Im selben Moment wurde ihr klar, dass es die Angst vor der Kälte war, die die Kälte schuf. Vor O’Connor war sie allein gewesen. Würde nun alles enden, wäre sie einsam. Am Ende bliebe, alles gegeben zu haben, um feststellen zu müssen, dass es dem anderen nicht genug war. Dass nichts mehr galt. Dass sie nicht länger die schönste Frau der Welt war.

Du bist eine komplizierte Zicke, dachte sie.

Sie zog das Handy hervor und fuhr mit dem Finger unentschlossen über die Tasten. Plötzlich verspürte sie Sehnsucht nach ihm. Und zugleich nagende Schuld, nicht all ihr Denken und Empfinden auf das Schicksal des Lektors zu verwenden. Geradezu unanständig drängte sich ihr der Gedanke auf, O’Connor genau deswegen jetzt anrufen zu können, ohne befürchten zu müssen, einmal zu oft Interesse bekundet und das Gleichgewicht der Macht gefährdet zu haben, in dem keiner dem anderen Kredit einräumt. Anruf gegen Anruf, Zuwendung gegen Zuwendung. Hast du was von Kuhn gehört? Guter Trick.

Widerlich!

Also genau deswegen nicht anrufen?

Genauso blöde. Verdammtes Taktieren! Sie hasste es, zu taktieren.

»Frau Wagner!«

Der Redakteur betrat den Raum, das breite Lächeln der Entschuldigung im Gesicht, mit dem er sich selbst die Absolution erteilte, und Wagners Gedankengänge kamen zu ihrem vorläufigen Ende.

Du bist ein Feigling, dachte sie, bevor sie sich erhob und dem Redakteur die Hand schüttelte. Und dann dachte sie noch, was tut er wohl gerade, der sorglose ewige Spieler, was fühlt er, was denkt er?

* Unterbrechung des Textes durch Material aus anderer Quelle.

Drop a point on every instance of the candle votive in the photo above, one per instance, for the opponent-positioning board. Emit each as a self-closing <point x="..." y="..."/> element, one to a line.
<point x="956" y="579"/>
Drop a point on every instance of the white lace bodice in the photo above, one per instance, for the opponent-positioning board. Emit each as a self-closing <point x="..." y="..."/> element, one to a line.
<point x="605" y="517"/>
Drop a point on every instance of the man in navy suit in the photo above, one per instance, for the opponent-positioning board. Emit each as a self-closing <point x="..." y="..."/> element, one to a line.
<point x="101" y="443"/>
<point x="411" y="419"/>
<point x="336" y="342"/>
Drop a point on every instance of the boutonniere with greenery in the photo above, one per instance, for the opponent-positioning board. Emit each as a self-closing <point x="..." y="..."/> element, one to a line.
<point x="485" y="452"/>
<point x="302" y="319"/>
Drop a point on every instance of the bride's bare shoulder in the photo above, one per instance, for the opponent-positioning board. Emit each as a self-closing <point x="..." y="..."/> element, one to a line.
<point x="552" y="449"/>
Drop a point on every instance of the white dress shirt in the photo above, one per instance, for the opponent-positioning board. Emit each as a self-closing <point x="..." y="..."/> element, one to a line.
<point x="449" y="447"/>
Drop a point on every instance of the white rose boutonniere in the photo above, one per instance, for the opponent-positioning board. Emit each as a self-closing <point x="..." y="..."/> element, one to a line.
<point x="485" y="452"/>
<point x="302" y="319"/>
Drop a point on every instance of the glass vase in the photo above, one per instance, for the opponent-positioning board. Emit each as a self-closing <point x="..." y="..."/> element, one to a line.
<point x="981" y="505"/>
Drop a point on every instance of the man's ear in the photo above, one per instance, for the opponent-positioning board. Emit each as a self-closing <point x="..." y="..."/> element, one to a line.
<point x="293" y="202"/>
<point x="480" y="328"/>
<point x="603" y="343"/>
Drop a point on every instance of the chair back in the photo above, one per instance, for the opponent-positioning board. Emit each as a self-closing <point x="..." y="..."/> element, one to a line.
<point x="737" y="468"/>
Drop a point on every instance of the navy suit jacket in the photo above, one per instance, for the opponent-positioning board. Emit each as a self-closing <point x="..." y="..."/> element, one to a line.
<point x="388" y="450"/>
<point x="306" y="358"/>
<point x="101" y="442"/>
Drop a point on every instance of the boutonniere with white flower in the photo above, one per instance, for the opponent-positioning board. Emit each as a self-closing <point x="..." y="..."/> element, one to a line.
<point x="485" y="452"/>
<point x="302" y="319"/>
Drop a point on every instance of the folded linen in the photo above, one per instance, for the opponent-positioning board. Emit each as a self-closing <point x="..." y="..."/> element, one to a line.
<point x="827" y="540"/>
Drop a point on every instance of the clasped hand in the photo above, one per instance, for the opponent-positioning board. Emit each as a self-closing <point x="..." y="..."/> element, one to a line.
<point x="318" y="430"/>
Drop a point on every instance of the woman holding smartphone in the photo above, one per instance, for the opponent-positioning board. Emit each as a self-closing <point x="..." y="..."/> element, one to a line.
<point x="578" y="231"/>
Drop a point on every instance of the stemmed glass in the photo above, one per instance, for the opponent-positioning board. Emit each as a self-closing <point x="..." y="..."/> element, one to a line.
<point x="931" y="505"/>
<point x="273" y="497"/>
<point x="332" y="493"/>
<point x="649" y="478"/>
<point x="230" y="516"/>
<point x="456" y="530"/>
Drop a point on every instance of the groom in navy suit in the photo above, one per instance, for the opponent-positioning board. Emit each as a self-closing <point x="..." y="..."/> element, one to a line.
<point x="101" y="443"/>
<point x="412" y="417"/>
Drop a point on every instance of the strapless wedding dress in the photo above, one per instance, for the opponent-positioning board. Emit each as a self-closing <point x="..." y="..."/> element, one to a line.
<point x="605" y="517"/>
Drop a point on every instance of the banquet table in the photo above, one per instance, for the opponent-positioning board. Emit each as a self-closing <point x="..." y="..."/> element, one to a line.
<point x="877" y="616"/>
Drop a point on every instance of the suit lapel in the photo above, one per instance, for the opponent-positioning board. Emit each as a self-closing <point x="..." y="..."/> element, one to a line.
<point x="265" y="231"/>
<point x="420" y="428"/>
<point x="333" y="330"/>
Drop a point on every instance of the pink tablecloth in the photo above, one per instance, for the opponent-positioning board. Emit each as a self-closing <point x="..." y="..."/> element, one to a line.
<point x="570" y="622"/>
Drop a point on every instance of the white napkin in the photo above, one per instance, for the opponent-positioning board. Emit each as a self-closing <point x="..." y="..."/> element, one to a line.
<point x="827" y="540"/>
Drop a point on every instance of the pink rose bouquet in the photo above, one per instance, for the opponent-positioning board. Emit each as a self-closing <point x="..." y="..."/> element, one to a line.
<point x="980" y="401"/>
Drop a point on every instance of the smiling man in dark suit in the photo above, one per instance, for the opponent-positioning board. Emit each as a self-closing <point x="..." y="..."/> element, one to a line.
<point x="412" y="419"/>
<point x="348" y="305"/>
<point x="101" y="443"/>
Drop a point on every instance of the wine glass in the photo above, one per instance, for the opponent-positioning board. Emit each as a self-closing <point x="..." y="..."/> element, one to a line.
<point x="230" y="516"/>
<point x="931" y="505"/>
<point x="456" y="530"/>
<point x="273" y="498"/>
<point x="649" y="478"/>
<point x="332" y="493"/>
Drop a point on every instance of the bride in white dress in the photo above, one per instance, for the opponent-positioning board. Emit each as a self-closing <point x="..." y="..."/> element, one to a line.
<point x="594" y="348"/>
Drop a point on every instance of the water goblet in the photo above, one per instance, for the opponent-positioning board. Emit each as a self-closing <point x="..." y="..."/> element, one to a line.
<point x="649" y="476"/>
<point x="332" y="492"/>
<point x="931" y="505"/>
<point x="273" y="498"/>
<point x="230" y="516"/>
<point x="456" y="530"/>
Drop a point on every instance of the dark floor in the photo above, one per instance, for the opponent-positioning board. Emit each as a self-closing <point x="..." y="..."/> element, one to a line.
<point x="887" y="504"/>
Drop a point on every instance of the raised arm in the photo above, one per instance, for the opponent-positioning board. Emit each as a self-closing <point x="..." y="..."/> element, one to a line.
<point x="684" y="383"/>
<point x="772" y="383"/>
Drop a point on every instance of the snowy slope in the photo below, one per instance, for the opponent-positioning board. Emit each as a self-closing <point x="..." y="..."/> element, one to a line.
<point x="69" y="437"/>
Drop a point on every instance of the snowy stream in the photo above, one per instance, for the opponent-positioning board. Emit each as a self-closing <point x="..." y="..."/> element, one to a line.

Oder tut er nichts von beidem?

O’CONNOR

Was fühlte er?

Kika hatte versprochen, so schnell wie möglich wieder herzukommen, falls Lavallier ihn bis zum Abend nicht fortließ. Gemeinhin beunruhigten ihn derartige Versprechen. In O’Connors Ohren nahmen sie sich wie Drohungen aus. Sinistre Ankündigungen, in seinen Lebensraum eindringen und ihn fremden Bedürfnissen unterwerfen zu wollen, einem nicht von ihm gemachten Zeitplan. Jedes Mal aufs Neue hatte er sich gefragt, warum nicht alles aus Anfängen bestehen konnte, aus beliebig gedehnten ersten Malen? Er hatte die flüchtige Natur des Lichts gezähmt. Warum konnten

Liebesgeschichten nicht im Beginn verharren, konnte man ihr Fortschreiten nicht abbremsen wie Photonen? Warum unterwarfen sich Gefühle nicht der Physik? Das Chaos gebar den Augenblick, die Attraktion, die Reise ins Unbekannte, die Außerkraftsetzung von Regeln und Formen. Hierin lag etwas Großartiges. Aller Verbindlichkeiten ledig vollzog sich Einzigartiges, nie Dagewesenes, ungemein Elektrisierendes. Wie aufregend war es, Amerika zu entdecken!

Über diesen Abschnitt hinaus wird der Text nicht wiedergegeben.